Actually, science accomplished this. In 2010, a team of biologists redesigned the shape of snails. They reprogrammed the growth direction of the mollusks’ shell-generating tissue in the period when a freshwater snail begins to form its outer shell. The process prevented the development of the shell. In the end, they had what was basically a slug. But Mother Nature has never seen fit to transform snails into slugs or vice versa.
Are slugs worse than snails?
There’s no way to determine if there is a “worse” between the snail and slug species. They are both dangerous to your lawns and gardens. They love well-maintained greenery where they can hide, nest, and feed.

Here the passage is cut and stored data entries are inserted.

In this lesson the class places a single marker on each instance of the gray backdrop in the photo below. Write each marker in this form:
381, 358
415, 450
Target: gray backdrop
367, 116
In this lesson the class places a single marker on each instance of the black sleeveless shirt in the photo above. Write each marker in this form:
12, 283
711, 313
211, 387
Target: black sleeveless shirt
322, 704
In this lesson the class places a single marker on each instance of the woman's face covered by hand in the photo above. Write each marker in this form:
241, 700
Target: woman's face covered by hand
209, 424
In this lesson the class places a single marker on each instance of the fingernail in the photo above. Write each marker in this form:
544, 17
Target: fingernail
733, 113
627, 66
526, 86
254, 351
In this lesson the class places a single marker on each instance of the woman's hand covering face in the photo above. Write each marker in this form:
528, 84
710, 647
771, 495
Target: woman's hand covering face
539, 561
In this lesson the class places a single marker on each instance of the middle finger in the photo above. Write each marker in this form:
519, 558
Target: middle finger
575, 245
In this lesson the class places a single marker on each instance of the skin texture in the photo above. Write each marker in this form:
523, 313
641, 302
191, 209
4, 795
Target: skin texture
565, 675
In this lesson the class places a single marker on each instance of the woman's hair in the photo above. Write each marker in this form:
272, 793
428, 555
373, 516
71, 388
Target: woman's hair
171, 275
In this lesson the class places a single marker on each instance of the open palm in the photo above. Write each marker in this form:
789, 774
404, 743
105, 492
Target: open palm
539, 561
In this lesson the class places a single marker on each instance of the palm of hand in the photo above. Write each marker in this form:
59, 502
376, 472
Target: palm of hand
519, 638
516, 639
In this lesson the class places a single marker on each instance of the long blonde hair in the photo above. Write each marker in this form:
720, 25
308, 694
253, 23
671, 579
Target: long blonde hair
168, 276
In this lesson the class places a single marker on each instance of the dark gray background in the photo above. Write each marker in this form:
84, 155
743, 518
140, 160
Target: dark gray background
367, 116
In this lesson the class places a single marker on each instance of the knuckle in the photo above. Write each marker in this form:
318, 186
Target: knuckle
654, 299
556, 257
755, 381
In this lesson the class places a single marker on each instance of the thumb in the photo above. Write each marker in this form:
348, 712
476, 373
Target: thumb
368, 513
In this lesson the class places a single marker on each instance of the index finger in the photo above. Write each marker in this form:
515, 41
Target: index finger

Do slugs and snails feel pain?
The slug has a highly developed nervous system. The fastest way to get rid of them is to pour salt on the creature. This rapidly dehydrates (burns) the slug and you can see them trying to escape, writhing because of the pain. The slug even flinches if it walks into an object. As for the snail, researchers say their nervous systems do not process emotional information, so they do not experience suffering.
Is snail venom really used as a medication?
There are conotoxins in snail venom. The snail uses it for capture and defense. The element contains bioactive peptides used in pharmacological resources. It’s believed these elements could become a new classification of analgesics.
Do snails bite?
Yes, they do. On average, they have 14,000 teeth. Only because of their size and lack of force, you don’t feel it. It’s said the bite feels like a scrape on the skin with a tiny brush. But there are wild snails that can inflict a painful bite.